4WD, 5sp- will have to look at gearing though!. Used on a variety of tracks. Agree with your comments on 1.8t as a track car that's why I am seriously considering it. Currently track an S4, and the 1.8t will handles better. How much power without re-bore? The car would be stripped of weight!!
 
rebore is an option not an essential
1.9 vs 1.8

There are 1.8's with a simple rod change running high 400's
personally if I was buildinga track engine I would change rods and valvetrain as a matter of course.
rods die at anything much over 300bhp and valve (specifically exhaust) can die at higher revs, higher EGT's and the bigger power stresses (exhaust vaves on the 20vt have a habit of losing there heads!)

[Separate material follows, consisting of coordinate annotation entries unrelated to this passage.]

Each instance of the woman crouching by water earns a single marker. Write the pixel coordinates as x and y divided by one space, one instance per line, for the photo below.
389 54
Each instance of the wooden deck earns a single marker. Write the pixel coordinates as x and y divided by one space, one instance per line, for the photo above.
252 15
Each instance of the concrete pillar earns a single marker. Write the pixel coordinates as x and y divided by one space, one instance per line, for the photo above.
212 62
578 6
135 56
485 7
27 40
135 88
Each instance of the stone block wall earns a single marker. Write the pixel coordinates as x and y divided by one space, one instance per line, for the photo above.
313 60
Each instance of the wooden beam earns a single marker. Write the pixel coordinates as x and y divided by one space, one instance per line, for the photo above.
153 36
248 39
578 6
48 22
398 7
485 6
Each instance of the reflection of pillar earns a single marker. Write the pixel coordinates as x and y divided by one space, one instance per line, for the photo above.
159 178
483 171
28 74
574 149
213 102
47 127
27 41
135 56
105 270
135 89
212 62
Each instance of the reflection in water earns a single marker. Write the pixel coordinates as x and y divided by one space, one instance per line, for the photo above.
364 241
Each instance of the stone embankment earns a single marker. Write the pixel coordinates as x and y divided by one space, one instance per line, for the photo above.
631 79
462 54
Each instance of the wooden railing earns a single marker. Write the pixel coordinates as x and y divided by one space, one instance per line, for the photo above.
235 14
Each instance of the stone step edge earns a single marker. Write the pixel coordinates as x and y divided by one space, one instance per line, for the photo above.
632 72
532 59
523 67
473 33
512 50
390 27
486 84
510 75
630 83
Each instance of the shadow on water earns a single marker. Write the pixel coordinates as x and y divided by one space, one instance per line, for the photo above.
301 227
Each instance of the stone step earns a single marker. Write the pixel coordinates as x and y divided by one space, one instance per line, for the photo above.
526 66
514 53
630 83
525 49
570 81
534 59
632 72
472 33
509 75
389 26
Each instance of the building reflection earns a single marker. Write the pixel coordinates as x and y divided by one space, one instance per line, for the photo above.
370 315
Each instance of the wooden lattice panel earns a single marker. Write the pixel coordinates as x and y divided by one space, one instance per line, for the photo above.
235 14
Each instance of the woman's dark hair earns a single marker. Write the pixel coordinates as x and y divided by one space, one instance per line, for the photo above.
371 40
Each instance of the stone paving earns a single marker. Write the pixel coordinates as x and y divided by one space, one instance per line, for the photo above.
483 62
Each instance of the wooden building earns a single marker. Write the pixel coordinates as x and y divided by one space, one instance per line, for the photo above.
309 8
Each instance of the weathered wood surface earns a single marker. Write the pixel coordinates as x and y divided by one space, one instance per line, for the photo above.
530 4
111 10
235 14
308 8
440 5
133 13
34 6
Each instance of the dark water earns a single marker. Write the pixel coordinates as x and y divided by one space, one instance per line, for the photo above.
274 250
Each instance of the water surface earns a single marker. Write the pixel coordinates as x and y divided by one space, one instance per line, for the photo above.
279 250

stripped B5 saloon quattro running 400bhp with sensible suspension and handling mods will eat most track days visitors for breakfast. your in 911 territory
 
estimated power at flywheel.
I am with you on this one, rather know what is there than an guestimate
 
IMO BHP is a better figure to work with.

With wheel HP, you measure the power reaching the road and thats it. It doesnt take into account the losses thru the tyres or the drivetrain. As such you can see a huge increase in WHP on the same car, just by doing one test with the tranny stone cold and the tyres at 20psi, and another test with the tranny up to temperature and the tyres at 40psi.

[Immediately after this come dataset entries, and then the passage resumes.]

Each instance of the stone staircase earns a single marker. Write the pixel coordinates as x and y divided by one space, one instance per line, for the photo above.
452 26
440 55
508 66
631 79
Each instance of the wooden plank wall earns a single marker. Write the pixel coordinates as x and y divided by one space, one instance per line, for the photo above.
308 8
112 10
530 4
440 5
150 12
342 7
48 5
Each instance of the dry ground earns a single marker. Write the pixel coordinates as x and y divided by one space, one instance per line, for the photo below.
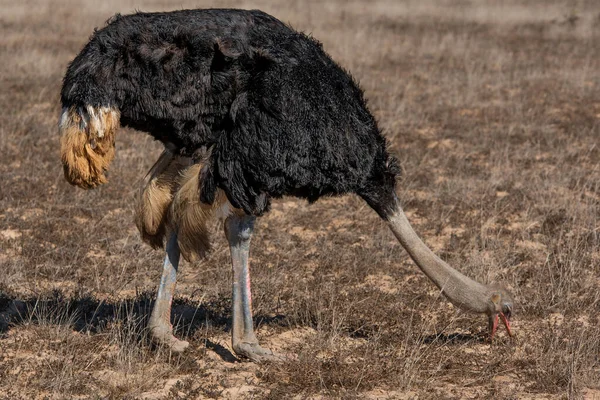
493 108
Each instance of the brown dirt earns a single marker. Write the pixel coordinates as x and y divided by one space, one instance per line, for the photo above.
494 110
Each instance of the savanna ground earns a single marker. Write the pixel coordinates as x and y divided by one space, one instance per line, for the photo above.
493 108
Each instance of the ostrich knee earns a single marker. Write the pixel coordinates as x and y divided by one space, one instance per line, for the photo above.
160 326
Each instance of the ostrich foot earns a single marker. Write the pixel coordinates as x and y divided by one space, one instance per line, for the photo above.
254 352
164 336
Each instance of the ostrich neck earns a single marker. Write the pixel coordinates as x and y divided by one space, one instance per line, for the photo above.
458 288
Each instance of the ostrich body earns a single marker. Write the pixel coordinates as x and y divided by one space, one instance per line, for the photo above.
274 116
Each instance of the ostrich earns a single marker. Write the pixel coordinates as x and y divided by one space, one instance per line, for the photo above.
249 110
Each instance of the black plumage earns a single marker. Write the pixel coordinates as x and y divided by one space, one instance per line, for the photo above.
277 114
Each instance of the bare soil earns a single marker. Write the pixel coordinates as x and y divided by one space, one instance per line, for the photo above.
493 108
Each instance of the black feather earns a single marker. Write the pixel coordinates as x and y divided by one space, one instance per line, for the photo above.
279 115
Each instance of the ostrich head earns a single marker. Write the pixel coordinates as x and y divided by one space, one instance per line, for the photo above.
500 307
87 143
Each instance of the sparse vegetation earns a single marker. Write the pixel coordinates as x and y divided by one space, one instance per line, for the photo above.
493 109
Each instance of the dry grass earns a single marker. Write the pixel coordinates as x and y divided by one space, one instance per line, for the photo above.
493 108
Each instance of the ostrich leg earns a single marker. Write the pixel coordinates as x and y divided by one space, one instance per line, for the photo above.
160 326
238 230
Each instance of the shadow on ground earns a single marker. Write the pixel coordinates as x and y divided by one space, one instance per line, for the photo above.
91 315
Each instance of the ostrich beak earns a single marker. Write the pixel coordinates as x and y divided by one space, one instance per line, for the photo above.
494 324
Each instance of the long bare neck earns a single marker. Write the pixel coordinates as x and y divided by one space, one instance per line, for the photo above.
458 288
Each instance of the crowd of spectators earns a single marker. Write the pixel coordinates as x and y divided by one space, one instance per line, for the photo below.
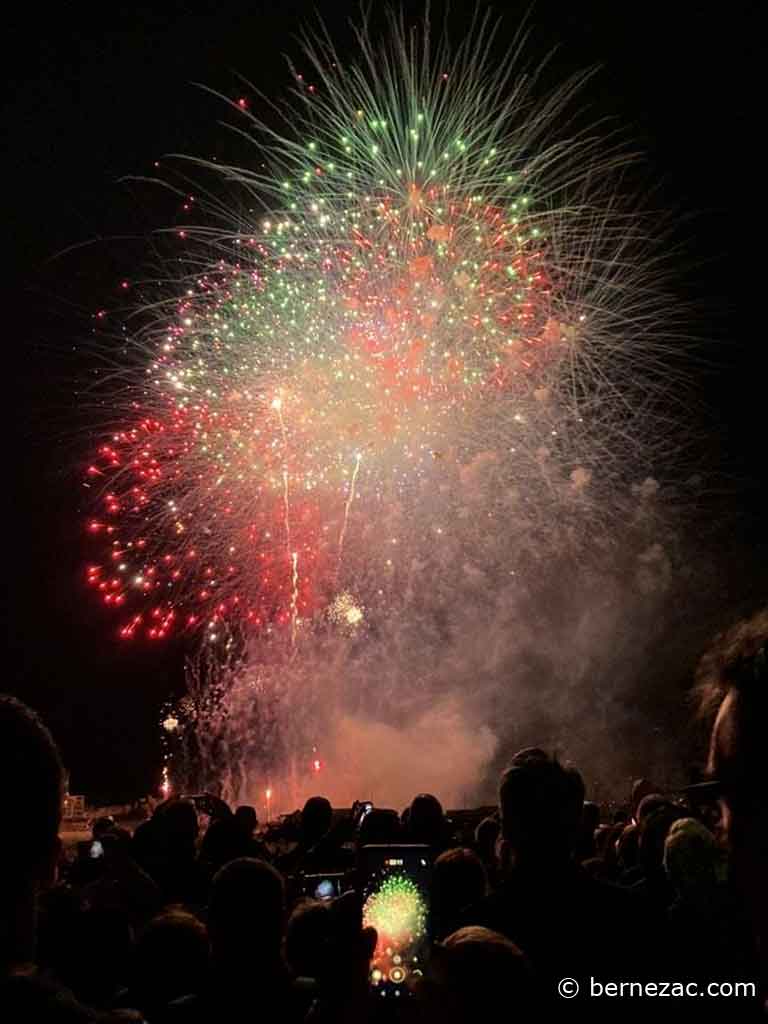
177 923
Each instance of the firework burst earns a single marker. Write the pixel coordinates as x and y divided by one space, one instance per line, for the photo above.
437 320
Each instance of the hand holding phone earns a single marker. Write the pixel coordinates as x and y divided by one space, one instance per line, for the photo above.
396 904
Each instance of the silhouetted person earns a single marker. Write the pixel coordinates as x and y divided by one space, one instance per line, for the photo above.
32 805
476 975
32 770
224 840
651 883
246 923
317 849
170 961
564 921
733 682
486 835
172 852
707 935
641 787
426 822
459 881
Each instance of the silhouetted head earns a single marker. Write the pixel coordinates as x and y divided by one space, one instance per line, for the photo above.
732 684
246 912
223 841
640 787
379 825
32 770
542 806
691 858
177 821
426 822
170 958
459 879
247 819
653 830
315 819
649 804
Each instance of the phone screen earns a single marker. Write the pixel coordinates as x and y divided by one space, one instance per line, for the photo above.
395 902
323 886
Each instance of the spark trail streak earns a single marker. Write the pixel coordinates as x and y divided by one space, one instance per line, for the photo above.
347 507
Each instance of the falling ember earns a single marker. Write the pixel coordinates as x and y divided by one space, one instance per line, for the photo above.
348 505
294 597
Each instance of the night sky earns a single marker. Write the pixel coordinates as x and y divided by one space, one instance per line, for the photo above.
96 93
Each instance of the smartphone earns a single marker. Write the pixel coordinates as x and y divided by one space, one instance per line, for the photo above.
396 902
323 886
363 808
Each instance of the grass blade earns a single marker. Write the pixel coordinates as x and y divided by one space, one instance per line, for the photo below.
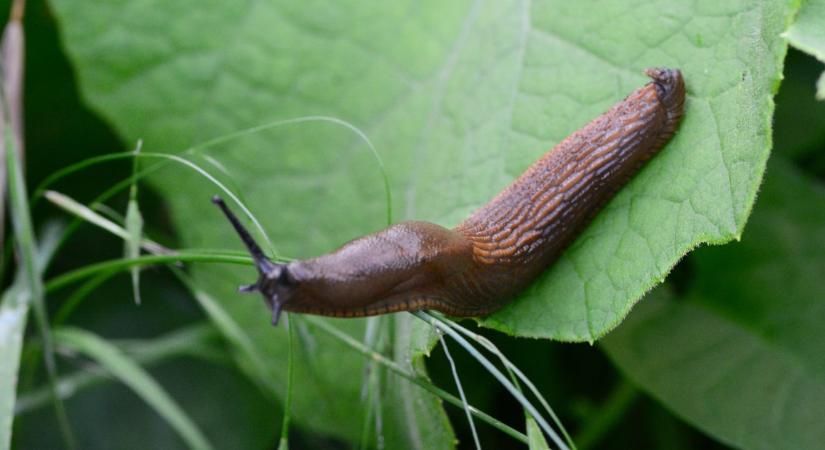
14 308
537 441
27 254
134 229
131 374
460 391
496 374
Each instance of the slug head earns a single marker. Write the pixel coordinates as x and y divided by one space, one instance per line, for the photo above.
274 281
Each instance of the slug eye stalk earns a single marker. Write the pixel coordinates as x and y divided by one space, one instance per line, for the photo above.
272 275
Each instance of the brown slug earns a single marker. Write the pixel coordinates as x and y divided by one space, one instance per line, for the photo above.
481 264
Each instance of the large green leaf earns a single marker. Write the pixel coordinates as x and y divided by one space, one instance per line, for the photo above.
740 356
459 97
808 34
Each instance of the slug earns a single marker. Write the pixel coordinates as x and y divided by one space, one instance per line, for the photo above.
484 262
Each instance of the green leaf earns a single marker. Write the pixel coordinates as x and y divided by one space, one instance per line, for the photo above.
740 354
458 97
134 229
808 34
534 434
131 374
451 95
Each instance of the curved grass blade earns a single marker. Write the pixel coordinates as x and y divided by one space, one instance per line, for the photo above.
131 374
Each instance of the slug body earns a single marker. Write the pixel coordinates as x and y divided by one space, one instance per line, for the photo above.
485 261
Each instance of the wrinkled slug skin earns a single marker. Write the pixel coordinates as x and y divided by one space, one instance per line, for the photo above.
489 258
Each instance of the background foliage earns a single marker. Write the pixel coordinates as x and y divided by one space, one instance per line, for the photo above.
441 90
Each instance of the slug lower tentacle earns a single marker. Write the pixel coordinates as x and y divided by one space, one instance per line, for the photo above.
485 261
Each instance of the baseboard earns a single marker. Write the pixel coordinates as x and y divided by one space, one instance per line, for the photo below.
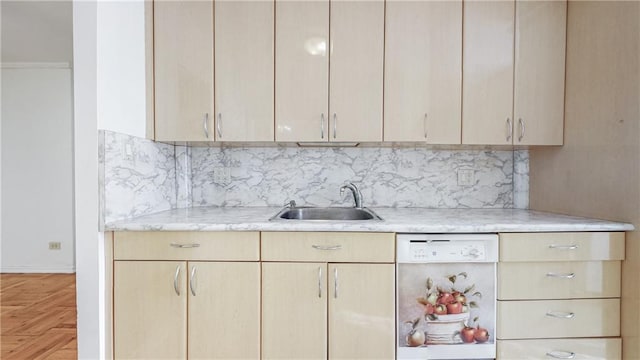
38 269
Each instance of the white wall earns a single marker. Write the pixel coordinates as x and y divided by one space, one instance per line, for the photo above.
121 67
109 83
90 262
37 170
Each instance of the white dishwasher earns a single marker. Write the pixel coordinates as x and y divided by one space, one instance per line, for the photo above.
446 296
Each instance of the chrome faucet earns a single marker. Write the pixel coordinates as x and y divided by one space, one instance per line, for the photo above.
357 195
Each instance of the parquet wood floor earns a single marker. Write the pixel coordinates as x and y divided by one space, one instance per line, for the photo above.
38 316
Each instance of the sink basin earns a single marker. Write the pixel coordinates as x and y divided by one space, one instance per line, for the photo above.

With "Flywheel" HP, the dyno attempts to measure these losses by allowing the car to coast down at the end of the run, and measuring how much drag the driveline is placing on the rollers. This figure is then added to the measured wheel figures to give an approximation of the engines actual output.

Another example: The majority of losses thru the drivetrain actually come from the tyres (this is why 4wd cars appear to have over twice the losses as 2wd ones, theres 4 tyres being measured, not two). As such if you do one run on a wheel power dyno in 4th gear, "tune" the car, then take the second run in 3rd gear, because the road speed is lower there is less friction/drag, and you get a higher figure in 3rd gear even if you've changed nothing.

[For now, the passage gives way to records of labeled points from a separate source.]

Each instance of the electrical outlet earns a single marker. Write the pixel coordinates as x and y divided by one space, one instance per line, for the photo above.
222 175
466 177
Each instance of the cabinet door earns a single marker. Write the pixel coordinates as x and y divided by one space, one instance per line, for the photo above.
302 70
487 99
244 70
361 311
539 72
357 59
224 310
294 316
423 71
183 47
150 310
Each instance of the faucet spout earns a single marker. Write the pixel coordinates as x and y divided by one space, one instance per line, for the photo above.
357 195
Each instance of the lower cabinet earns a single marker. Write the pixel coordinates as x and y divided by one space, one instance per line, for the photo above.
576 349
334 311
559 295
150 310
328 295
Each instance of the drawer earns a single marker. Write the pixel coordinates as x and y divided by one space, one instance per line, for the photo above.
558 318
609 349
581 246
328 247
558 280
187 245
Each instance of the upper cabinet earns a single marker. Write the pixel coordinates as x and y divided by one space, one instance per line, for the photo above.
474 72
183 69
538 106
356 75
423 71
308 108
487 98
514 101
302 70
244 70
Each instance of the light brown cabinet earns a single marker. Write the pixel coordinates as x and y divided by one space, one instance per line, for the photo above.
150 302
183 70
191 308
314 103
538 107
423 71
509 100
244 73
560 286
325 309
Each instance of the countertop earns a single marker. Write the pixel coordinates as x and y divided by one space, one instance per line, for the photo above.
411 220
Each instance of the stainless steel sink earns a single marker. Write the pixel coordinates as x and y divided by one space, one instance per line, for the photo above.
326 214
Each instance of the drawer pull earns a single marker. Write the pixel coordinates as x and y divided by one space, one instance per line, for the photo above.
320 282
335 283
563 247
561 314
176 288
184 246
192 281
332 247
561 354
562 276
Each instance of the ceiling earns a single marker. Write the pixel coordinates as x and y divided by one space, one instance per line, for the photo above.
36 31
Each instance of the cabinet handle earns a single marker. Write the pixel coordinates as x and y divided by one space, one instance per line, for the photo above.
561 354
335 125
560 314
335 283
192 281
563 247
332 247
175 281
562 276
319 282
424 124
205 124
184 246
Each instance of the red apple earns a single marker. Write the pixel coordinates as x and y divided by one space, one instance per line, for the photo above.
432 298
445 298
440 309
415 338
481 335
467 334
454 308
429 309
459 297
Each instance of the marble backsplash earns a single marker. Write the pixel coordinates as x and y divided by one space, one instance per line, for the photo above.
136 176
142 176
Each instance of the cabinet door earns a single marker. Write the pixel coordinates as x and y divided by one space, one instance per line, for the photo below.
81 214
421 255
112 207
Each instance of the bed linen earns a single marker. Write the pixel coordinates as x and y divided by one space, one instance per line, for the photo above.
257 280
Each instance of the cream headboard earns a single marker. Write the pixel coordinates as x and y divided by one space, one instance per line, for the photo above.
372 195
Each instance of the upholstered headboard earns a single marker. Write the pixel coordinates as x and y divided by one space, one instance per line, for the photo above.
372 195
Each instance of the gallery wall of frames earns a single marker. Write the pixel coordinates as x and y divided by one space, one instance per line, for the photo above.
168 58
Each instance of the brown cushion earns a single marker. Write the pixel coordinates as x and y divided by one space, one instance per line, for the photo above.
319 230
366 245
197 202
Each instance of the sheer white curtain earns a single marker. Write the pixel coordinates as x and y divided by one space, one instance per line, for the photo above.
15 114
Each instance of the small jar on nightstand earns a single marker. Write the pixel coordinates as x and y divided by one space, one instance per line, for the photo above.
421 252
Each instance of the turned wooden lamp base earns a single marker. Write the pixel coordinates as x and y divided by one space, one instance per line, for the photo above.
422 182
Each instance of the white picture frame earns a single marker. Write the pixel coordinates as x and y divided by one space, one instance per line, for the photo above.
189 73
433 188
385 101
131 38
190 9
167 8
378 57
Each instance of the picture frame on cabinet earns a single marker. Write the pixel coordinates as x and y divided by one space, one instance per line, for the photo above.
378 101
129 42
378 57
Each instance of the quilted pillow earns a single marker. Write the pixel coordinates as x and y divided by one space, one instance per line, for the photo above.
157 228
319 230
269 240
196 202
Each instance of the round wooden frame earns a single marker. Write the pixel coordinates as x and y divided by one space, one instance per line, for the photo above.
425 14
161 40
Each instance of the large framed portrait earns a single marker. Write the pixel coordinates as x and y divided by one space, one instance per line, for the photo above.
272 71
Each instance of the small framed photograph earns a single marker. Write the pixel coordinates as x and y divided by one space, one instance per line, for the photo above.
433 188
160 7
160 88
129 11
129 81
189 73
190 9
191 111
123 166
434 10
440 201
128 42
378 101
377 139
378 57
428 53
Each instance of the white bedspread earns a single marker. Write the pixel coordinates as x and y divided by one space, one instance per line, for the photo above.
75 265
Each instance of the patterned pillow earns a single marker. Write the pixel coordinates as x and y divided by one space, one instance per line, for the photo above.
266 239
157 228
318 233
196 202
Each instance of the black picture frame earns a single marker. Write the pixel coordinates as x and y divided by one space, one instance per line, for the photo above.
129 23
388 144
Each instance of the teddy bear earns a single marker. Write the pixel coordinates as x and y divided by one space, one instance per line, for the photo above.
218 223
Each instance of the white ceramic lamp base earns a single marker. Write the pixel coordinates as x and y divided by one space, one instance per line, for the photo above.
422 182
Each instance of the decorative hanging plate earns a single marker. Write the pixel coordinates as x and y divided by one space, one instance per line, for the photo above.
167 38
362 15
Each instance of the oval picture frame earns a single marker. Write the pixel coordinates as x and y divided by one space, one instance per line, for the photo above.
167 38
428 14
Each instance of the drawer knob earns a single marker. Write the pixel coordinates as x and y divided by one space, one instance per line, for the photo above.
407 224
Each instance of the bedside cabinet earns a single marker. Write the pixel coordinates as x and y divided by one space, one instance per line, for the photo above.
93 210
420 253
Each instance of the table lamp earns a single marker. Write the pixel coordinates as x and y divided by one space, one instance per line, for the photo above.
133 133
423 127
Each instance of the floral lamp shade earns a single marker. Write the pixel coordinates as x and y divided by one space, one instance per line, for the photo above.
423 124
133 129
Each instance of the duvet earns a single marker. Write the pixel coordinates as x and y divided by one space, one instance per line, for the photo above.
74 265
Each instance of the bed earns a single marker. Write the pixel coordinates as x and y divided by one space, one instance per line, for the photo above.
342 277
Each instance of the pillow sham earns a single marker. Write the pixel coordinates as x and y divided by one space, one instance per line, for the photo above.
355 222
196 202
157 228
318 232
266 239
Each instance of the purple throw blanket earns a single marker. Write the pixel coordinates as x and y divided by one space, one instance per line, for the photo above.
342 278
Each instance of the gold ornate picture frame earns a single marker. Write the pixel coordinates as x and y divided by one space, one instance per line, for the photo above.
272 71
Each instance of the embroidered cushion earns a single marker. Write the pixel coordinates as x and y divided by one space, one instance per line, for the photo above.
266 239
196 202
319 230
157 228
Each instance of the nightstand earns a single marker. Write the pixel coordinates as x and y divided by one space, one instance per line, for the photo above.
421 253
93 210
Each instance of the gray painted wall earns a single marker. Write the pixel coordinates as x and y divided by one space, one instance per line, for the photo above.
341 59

Again a coast down run would measure this difference and cancel it out.

The 4wd issue is the biggest one with wheel power dynos as at first glance two identical engines, one in a FWD car and one in a 4WD car would show the 4WD putting out a LOT less power. In reality on the road though, the two unmeasured undriven wheels of the 2wd are putting the same drag down as the extra pair of wheels on the 4wd car, so the only difference on the road is a tiny amount of losses thru the extra differentials.

A flywheel dyno would show both cars making the same power, and would more closely approximate how they actually perform on the road.
 
I see :) We tend to use wheel power, I think for us here in the states it works well since most all use that measure of power, thus making it seemingly accurate since we all compare each others based on that, we also take into consideration elevation and weight of vehicle. In reality my car will dyno between 250-275 dependent on if I run meth or not. So by the BHP measurement I would be between 300-325bhp I suppose just roughly guessing. Interesting I suppose.....
 
I see :) We tend to use wheel power, I think for us here in the states it works well since most all use that measure of power, thus making it seemingly accurate since we all compare each others based on that, we also take into consideration elevation and weight of vehicle. In reality my car will dyno between 250-275 dependent on if I run meth or not. So by the BHP measurement I would be between 300-325bhp I suppose just roughly guessing. Interesting I suppose.....

Nice avitar - what wheels you running please?